Culture et valeurs d’entreprise, qualification professionnelle
et motivation au travail, gestion du temps et organisation collective
: la gestion du personnel doit être au centre des réflexions
d’un chef d’entreprise. C’est bien de sa capacité
ou de son incapacité à dynamiser ses ressources humaines
que dépendent l’implication et la performance des salariés
et, en final, la productivité de son entreprise. Dans un
contexte où les actifs se raréfient, savoir garder
et attirer les salariés va devenir une compétence
précieuse.
Dans une entreprise de plus de cinquante personnes, la gestion des
ressources humaines n’échappe plus tout à fait
au dirigeant. La mise en place réglementaire d’un comité
d’entreprise et d’un comité d’hygiène
et de sécurité structure déjà les logiques
managériales. En revanche, en deçà de cinquante
salariés, le chef d’entreprise appréhende la
plupart du temps, la gestion de ses ressources humaines (RH) de
façon très intuitive, sans méthode, ni savoir-faire.

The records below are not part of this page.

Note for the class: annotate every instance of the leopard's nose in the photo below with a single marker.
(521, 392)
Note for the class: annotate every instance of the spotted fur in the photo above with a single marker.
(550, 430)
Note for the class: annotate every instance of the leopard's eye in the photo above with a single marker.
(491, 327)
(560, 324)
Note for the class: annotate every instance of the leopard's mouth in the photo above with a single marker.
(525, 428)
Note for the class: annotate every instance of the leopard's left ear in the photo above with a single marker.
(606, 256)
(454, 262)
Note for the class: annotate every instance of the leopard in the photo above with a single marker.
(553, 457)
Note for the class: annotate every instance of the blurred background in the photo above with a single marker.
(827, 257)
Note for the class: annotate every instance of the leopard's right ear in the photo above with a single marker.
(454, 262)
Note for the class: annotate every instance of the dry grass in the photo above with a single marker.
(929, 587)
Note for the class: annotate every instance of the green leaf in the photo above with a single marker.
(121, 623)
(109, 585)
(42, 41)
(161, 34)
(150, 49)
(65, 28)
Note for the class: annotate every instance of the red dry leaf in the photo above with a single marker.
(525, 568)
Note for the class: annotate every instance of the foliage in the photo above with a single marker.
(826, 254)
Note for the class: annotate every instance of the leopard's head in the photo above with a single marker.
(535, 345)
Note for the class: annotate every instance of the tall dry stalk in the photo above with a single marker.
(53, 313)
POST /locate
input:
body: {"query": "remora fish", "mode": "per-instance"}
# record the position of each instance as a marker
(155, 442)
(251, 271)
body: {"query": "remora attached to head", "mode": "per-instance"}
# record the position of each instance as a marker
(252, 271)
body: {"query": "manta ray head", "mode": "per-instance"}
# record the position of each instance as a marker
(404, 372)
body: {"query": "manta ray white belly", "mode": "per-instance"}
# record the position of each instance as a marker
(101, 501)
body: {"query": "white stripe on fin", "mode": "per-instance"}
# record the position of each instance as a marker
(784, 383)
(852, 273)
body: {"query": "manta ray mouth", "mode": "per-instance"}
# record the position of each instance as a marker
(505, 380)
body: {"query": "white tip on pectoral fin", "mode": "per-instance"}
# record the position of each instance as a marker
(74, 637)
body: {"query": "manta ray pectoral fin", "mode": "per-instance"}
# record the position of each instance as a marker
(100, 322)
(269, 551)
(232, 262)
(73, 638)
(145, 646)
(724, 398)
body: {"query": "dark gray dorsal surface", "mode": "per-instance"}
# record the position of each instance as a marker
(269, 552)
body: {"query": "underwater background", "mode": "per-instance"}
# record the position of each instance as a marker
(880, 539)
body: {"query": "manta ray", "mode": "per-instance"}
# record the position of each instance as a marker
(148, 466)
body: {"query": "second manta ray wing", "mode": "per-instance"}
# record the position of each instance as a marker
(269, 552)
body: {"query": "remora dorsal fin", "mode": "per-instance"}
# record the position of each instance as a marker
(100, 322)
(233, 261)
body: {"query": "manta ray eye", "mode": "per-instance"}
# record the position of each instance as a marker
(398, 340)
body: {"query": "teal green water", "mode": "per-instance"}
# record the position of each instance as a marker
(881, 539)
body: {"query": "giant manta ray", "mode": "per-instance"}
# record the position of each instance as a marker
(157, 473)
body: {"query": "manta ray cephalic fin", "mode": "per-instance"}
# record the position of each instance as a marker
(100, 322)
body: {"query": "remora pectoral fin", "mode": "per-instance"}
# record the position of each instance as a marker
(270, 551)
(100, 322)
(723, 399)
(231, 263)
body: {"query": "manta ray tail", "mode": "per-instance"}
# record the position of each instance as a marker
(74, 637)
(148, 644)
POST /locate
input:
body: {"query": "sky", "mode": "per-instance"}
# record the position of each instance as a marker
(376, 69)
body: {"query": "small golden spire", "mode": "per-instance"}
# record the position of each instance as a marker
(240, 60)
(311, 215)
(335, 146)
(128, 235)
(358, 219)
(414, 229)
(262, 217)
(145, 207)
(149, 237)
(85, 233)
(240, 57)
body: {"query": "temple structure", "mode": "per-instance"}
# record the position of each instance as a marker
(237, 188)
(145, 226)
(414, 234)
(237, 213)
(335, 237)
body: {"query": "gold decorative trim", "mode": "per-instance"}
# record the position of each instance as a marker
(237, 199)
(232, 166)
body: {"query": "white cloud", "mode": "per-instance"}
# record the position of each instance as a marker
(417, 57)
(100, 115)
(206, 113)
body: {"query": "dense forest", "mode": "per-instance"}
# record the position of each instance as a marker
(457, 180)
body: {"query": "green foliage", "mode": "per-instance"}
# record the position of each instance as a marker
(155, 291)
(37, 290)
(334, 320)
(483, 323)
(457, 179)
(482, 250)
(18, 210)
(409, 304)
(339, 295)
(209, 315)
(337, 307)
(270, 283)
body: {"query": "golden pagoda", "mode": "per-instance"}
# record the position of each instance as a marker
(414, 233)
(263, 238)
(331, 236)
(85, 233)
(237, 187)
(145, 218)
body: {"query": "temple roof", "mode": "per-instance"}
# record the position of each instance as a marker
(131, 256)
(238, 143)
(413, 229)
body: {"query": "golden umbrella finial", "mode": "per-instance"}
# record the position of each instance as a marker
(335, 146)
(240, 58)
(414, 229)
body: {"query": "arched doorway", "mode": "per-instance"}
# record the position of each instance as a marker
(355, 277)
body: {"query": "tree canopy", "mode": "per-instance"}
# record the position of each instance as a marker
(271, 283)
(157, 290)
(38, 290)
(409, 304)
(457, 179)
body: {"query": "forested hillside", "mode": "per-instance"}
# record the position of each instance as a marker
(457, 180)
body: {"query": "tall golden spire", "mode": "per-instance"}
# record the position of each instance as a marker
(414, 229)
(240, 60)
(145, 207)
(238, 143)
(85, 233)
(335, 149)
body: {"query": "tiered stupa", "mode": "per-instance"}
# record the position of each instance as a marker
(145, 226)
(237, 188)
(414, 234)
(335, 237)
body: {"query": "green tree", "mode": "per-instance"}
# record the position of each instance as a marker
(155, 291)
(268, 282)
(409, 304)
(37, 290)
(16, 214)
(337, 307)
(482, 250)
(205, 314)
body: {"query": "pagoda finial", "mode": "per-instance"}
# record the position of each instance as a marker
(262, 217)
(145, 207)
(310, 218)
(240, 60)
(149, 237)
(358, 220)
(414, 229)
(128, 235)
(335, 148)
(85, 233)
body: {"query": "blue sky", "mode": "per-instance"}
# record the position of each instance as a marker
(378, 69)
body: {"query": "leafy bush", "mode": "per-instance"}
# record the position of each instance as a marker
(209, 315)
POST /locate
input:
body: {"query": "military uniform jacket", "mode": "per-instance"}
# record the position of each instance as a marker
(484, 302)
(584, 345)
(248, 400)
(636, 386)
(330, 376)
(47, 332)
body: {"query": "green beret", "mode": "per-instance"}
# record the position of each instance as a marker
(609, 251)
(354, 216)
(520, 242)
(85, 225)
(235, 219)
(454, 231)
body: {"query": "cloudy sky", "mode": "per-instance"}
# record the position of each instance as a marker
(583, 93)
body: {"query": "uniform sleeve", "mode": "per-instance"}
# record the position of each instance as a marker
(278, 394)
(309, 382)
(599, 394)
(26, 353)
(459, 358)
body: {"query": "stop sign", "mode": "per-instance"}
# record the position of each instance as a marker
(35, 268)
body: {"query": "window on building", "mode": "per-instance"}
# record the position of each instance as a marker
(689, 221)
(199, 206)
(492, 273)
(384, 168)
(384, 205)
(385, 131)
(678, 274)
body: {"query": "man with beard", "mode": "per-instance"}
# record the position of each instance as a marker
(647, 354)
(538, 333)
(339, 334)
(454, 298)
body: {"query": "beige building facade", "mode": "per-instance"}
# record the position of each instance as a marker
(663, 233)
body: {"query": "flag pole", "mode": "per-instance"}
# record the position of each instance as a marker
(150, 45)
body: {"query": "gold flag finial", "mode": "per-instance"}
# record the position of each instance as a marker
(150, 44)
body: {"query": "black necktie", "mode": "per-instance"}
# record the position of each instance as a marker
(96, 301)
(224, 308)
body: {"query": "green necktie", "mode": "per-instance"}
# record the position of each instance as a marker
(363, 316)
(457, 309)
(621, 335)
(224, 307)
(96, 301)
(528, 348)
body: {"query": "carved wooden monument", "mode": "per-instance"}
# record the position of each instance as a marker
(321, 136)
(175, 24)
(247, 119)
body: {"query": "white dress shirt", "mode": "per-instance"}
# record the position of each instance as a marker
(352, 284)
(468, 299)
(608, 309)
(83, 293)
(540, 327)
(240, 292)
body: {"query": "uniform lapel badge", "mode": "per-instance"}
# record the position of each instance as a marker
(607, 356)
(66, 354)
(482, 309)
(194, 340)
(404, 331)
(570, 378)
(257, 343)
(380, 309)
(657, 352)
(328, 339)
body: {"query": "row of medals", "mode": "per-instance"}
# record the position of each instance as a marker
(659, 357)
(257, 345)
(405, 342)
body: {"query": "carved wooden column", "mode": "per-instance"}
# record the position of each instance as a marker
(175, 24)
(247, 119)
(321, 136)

Pire. «Dans les TPE et les PME, la ressource humaine n’est
pas du tout prise en compte», observe Bernard Cuené,
consultant RH et stratégie d’entreprise. Et d’illustrer
en analysant quatre éléments : «Quand je questionne
les patrons de ces petites sociétés sur leur stratégie,
ils ne savent pas répondre. Leur obsession est de boucler
l’année. Pour eux, il n’est jamais question de
s’informer sur les nouveautés de leur métier,
d’intervenir dans des écoles pour attirer de jeunes
candidats. La gestion se fait au jour le jour. En terme d’organisation,
c’est pareil.
Un manque de transversalité
Pas d’organigramme, ni de définition de métiers.
Personne ne sait vraiment à quoi travaille son voisin. Parfois,
un salarié se spécialise sur le terrain, souvent par
goût ou par souhait d’être seul. Tout va bien
jusqu’au jour où la technologie évolue. Sa spécialité
n’est plus rentable. On ne l’a pas formé. On
est coincé», conclut-il.
Savoir se tourner vers les ressources
internes
Le troisième point sur lequel Bernard Cuené questionne
ses clients concerne leurs techniques de gestion. «S’ils
énoncent de façon très précise leurs
difficultés de recrutement, ils ignorent presque toujours
qu’ils disposent au sein de leur entreprise des ressources
qui leur manquent, moyennant ou non un ajustement de formation.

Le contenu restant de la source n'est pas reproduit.